Through the comparative analysis of the above three decomposition methods, it can be seen that CEEMDAN shows better performance. In practical engineering applications, this method has the following advantages: (1) The CEEMDAN method can extract features and trends from dam deformation data more accurately. The prediction model based on these reconstructed data has high accuracy and accuracy, which enhances the reliability and effectiveness of dam deformation prediction. (2) The safety management and maintenance of dams requires reliable engineering decisions, including maintenance planning, monitoring, and early warning systems. With the help of CEEMDAN, a more accurate deformation prediction model enhances the reliability of these decisions and improves the safety of the dam. (3) Dam monitoring and early warning systems rely on accurate data to identify potential anomalies and trigger timely interventions. The CEEMDAN decomposition provides more reliable and consistent data, thereby improving the performance of the monitoring and early warning system, reducing false positives and false negatives, and ensuring timely response to potential risks. (4) The CEEMDAN method enables dam managers to better formulate strategies and allocate resources by suppressing false positives and unnecessary maintenance tasks, thereby reducing costs and improving operational efficiency. (5) As an important infrastructure, the safety of the dam directly affects the stability and development of the surrounding areas. Using CEEMDAN to predict deformation is conducive to early detection of risks and taking preventive measures so as to ensure the development and stability of social economy.

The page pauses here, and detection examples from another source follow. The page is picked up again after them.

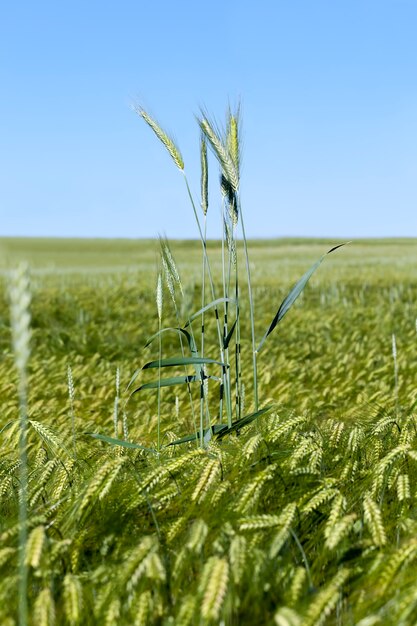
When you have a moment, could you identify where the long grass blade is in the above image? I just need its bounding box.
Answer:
[142,356,227,370]
[184,298,236,328]
[257,242,347,352]
[85,433,155,453]
[131,375,221,396]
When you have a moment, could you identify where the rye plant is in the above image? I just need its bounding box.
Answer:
[129,107,344,450]
[87,107,344,453]
[9,265,30,626]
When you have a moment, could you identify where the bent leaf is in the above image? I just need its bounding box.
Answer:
[142,356,229,370]
[223,318,237,350]
[184,298,236,328]
[145,327,198,356]
[85,433,155,454]
[214,406,272,439]
[256,242,348,352]
[131,375,221,396]
[167,424,227,447]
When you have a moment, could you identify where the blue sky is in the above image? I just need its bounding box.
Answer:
[0,0,417,238]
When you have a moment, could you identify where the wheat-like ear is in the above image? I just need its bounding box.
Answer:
[63,574,84,626]
[134,106,184,171]
[191,458,220,503]
[363,494,387,546]
[200,133,208,215]
[200,556,229,620]
[33,588,55,626]
[269,502,297,559]
[274,606,302,626]
[229,535,248,585]
[198,117,239,193]
[25,526,46,569]
[134,591,152,626]
[397,474,411,502]
[185,518,209,554]
[156,273,163,321]
[302,487,339,515]
[235,465,276,513]
[288,567,307,605]
[104,598,122,626]
[325,513,358,550]
[175,595,197,626]
[226,108,241,175]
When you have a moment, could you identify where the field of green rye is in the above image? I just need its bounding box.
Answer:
[0,239,417,626]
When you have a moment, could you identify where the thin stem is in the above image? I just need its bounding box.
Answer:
[183,172,226,419]
[19,369,28,626]
[157,317,162,454]
[239,202,259,411]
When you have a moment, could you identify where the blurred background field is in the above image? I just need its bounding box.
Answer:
[0,238,417,439]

The practical significance of the CEEMDAN reconstruction error being better than the other two is that (1) the prediction accuracy is improved, and the lower reconstruction error means that the IMFs extracted from the original signal are less different from the real signal; (2) the quality of signal analysis is improved, as CEEMDAN can more accurately reveal the trend, periodic components, and outliers in the dam deformation signal, which is helpful to better understand the dynamic process; and (3) by reducing the reconstruction error, CEEMDAN can reduce the false positives and omissions caused by the model prediction error to a certain extent.
5.3. Analysis of the Results of Sample Entropy and CEEMDAN
In the practical application of dam safety, it is a key work to use the CEEMDAN algorithm to decompose dam data, which is helpful to reveal the important features and patterns hidden in the data. The CEEMDAN algorithm decomposes the original dam data into multiple IMF components, and each IMF component represents the components of different frequencies and amplitudes in the data. When determining the key IMFs in these components, we usually compare them based on the sample entropy associated with each intrinsic IMF. Specifically, through the sample entropy analysis, the important IMFs in the dam data can be determined, which have significant fluctuations and characteristics in the data. In
Figure 6, we can see the modal components after CEEMDAN-SE decomposition, which show different characteristics and fluctuation modes. It can be seen from
Figure 7 that the sample entropy values of IMF1~IMF4 are higher than the overall data, so they represent high-frequency components with significant fluctuation characteristics. These high frequency components may be related to the subtle changes of the dam structure or the influence of environmental factors. IMF5~IMF7 show periodic oscillation, which may be related to the periodic change in dam stress or the influence of surrounding geological conditions. In contrast, IMF8~IMF10 are low frequency components, reflecting the time trend of dam deformation, which may be related to long-term structural changes or temperature and other factors.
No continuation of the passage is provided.